The Pearson product-moment correlation (often called Pearson’s *r*, among others) is a parametric test which measures the *linear* relationship between two variables. In brief, Pearson’s correlation virtually draws a line through the data points trying to make the best fit line; the coefficient tells you how well the data are “dispatched” relative to that line.

This test comes with assumptions, and one must check that everything is OK before going further:

- this is a parametric test, samples/variables must be normally distributed (run the Shapiro-Wilk test),
- the variables are continuous,
- the variables work in pairs,
- outliers are not allowed,
- the variances of these variables are “relatively” similar (Run Fisher’s
*F*-test).

Let’s see this with an example. Here, we consider the weight and height of 16 individuals. Both weight and height are continuous variables, arranged in pairs ( 1 weight entry and 1 height entry per individual).

We need to check that both variables are normally distributed:

weight<-c(84,64,73,78,70,79,74,68,73,63,62,69,54,64,66,70) height<-c(183,174,179,174,164,184,179,154,167,170,168,164,166,163,154,174) par(mfrow=c(1,2)) hist(weight, col="red", prob=TRUE) hist(height, col="green", prob=TRUE) shapiro.test(weight) shapiro.test(height)

As you may see with the histograms and using the Shapiro-Wilk test, both sets are normally distributed. Let’s draw the boxplots and check for similar variance:

par(mfrow=c(1,2)) boxplot(weight, main="weight") boxplot(height, main="height") var.test(weight,height)

Variances are apparently not significantly different according to Fisher’s *F* test, and no outlier seems to show up on the boxplots.

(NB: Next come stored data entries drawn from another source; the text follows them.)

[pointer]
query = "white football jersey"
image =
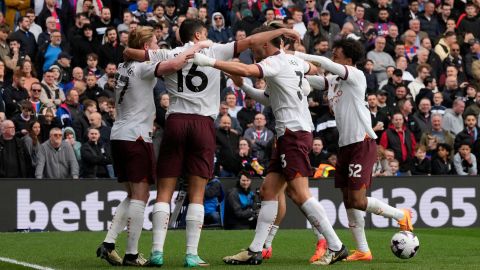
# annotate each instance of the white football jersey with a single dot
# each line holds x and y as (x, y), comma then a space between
(347, 99)
(284, 74)
(134, 101)
(194, 89)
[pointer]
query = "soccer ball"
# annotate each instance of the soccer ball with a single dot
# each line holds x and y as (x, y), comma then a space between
(404, 244)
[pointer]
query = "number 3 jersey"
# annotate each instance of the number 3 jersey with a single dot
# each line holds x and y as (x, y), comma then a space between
(284, 74)
(194, 89)
(134, 101)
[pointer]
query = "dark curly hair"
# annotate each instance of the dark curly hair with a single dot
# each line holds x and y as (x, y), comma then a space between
(351, 49)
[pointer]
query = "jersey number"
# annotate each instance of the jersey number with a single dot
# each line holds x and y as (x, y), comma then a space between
(192, 73)
(122, 80)
(354, 170)
(300, 92)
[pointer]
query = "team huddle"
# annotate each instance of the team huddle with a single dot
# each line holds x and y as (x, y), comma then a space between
(188, 145)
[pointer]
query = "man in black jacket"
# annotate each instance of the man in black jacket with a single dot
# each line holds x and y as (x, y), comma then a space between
(15, 162)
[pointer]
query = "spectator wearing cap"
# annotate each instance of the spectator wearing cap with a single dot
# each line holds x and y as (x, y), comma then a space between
(472, 56)
(111, 51)
(453, 120)
(380, 59)
(83, 46)
(63, 62)
(328, 28)
(337, 11)
(26, 38)
(23, 119)
(48, 53)
(219, 32)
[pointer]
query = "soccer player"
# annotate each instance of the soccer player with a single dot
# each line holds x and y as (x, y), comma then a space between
(357, 154)
(188, 144)
(131, 142)
(289, 163)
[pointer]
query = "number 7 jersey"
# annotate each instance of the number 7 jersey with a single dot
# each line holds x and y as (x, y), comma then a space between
(194, 89)
(284, 74)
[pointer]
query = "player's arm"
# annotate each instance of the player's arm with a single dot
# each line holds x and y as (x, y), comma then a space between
(265, 37)
(234, 68)
(257, 94)
(325, 63)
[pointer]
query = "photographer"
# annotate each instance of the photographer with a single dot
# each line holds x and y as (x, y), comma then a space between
(240, 208)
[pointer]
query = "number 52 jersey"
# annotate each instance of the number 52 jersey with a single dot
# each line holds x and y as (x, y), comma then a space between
(194, 89)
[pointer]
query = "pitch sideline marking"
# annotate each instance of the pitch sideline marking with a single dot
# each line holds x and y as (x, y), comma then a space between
(30, 265)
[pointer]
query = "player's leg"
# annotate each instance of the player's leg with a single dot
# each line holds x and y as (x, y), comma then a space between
(282, 209)
(356, 224)
(107, 249)
(272, 185)
(316, 215)
(160, 218)
(194, 220)
(135, 216)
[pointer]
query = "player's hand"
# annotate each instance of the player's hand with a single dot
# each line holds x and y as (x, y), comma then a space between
(292, 34)
(203, 60)
(237, 80)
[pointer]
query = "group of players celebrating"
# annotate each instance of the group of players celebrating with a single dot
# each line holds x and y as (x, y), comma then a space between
(188, 144)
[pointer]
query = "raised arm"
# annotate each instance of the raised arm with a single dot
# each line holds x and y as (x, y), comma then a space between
(264, 37)
(325, 63)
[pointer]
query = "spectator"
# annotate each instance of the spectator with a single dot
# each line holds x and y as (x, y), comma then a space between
(92, 66)
(70, 137)
(32, 141)
(398, 138)
(318, 155)
(421, 164)
(380, 59)
(22, 120)
(464, 161)
(259, 136)
(247, 114)
(441, 163)
(51, 94)
(214, 196)
(14, 157)
(25, 37)
(219, 32)
(95, 120)
(453, 120)
(111, 51)
(96, 157)
(48, 53)
(227, 148)
(381, 166)
(56, 158)
(240, 208)
(14, 94)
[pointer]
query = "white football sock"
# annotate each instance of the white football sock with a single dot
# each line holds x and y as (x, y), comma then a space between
(271, 236)
(194, 220)
(266, 218)
(356, 223)
(318, 234)
(135, 216)
(119, 221)
(315, 213)
(378, 207)
(160, 218)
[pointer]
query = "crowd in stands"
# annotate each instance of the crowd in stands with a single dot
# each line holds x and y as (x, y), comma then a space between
(58, 61)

We can proceed…

We may now vizualise these 2 variables in a scatter plot where we add a line of best fit:

plot(weight~height) abline(lm(weight~height))

Now that the assumptions are checked and that we have a quick idea of the linear relationship, let’s check Pearson’s product-moment correlation. The function is `cor.test()`

. Note that the function is the same as for Spearman’s *rho *and Kendall’s* tau. *The extra parameter `method=" "`

defines which correlation coefficient is to be considered in the test (choose between `"pearson"`

, `"spearman"`

and `"kendall"`

; if the parameter `method`

is omitted, the default test will be Pearson’s *r*).

In this test, the null hypothesis H_{0} states that there is no relationship between the variables.

cor.test(height, weight, method="pearson")

The test concludes that it is very unlikely that there exists no relationship between the variables (p-value under 0.05). The alternative hypothesis (there is a relationship…) is thus accepted.